C’est l’une des situations les plus fréquentes en instruction en famille. Au départ, tout se passe plutôt bien. Puis, progressivement, l’enfant traîne des pieds, repousse le travail, s’énerve ou refuse simplement de s’y mettre. Les journées deviennent tendues et le parent finit par douter de ses choix.
Après plus de vingt-cinq ans d’accompagnement d’élèves, et en tant que parent et enseignant nomade, j’ai rencontré cette situation dans de nombreuses familles. Elle est difficile à vivre, mais elle n’est ni anormale, ni irréversible.
Quand un enfant refuse de travailler, ce n’est jamais par hasard
Un refus de travailler n’est presque jamais un simple caprice. Il est souvent le signe d’un malaise plus profond. L’enfant peut se sentir dépassé par une notion qu’il n’ose plus aborder, manquer de repères clairs ou être fatigué par une organisation qui ne lui convient plus.

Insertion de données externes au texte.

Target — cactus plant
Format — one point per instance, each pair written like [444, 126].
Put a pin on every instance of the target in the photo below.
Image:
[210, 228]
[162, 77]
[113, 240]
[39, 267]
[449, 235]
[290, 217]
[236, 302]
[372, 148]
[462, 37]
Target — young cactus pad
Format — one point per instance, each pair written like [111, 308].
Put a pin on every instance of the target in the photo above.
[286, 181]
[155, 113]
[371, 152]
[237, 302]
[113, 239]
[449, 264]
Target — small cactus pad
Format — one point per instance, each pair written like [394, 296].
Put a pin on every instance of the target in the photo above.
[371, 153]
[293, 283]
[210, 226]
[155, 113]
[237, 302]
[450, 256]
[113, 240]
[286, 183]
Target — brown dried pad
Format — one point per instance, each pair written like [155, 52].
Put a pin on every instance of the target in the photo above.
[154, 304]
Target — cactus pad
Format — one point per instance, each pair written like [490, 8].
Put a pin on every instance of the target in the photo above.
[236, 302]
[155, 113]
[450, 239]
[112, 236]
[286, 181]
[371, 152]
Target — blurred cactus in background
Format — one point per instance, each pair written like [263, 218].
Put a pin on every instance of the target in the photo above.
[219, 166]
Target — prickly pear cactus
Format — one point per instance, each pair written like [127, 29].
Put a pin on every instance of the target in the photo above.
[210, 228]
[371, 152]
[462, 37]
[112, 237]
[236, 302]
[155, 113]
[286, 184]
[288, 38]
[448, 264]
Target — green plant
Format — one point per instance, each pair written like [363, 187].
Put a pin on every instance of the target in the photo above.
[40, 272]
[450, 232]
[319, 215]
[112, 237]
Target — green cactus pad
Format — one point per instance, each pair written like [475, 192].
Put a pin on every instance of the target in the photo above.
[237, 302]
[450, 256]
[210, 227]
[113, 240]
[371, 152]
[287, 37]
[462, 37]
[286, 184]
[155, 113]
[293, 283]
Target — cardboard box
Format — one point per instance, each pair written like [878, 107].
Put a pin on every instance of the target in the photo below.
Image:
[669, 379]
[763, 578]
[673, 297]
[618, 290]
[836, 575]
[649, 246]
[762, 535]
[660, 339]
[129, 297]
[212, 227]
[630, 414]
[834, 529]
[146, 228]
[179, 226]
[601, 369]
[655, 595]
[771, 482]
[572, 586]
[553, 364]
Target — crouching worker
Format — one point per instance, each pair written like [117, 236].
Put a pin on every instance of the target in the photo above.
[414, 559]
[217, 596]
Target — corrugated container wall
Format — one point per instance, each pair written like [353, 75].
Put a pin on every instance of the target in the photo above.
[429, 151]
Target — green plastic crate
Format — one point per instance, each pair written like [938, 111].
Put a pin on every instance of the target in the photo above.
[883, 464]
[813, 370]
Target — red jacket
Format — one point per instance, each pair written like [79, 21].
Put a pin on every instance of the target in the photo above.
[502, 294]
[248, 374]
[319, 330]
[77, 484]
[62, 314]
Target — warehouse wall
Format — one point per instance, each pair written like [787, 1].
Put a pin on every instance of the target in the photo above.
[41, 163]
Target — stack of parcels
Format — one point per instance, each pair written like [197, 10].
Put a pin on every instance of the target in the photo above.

En IEF, l’absence de cadre scolaire classique peut parfois accentuer ce phénomène. Le travail se fait à la maison, avec le parent, et la frontière entre vie familiale et scolarité devient floue. L’enfant peut alors associer le travail à une contrainte permanente, sans espace de respiration.
Les erreurs fréquentes face à ce blocage
La première réaction, souvent naturelle, consiste à insister davantage. On répète, on explique encore, on allonge le temps de travail. Malheureusement, cette stratégie produit souvent l’effet inverse. Plus on insiste, plus l’enfant se braque.
Une autre erreur consiste à relâcher complètement le cadre, dans l’espoir que la motivation revienne d’elle-même. Là encore, le risque est grand de voir les lacunes s’installer, renforçant le sentiment d’échec.
Enfin, beaucoup de parents finissent par culpabiliser, se demandant s’ils ont fait le bon choix en optant pour l’IEF. Cette culpabilité ajoute une pression supplémentaire, perceptible par l’enfant.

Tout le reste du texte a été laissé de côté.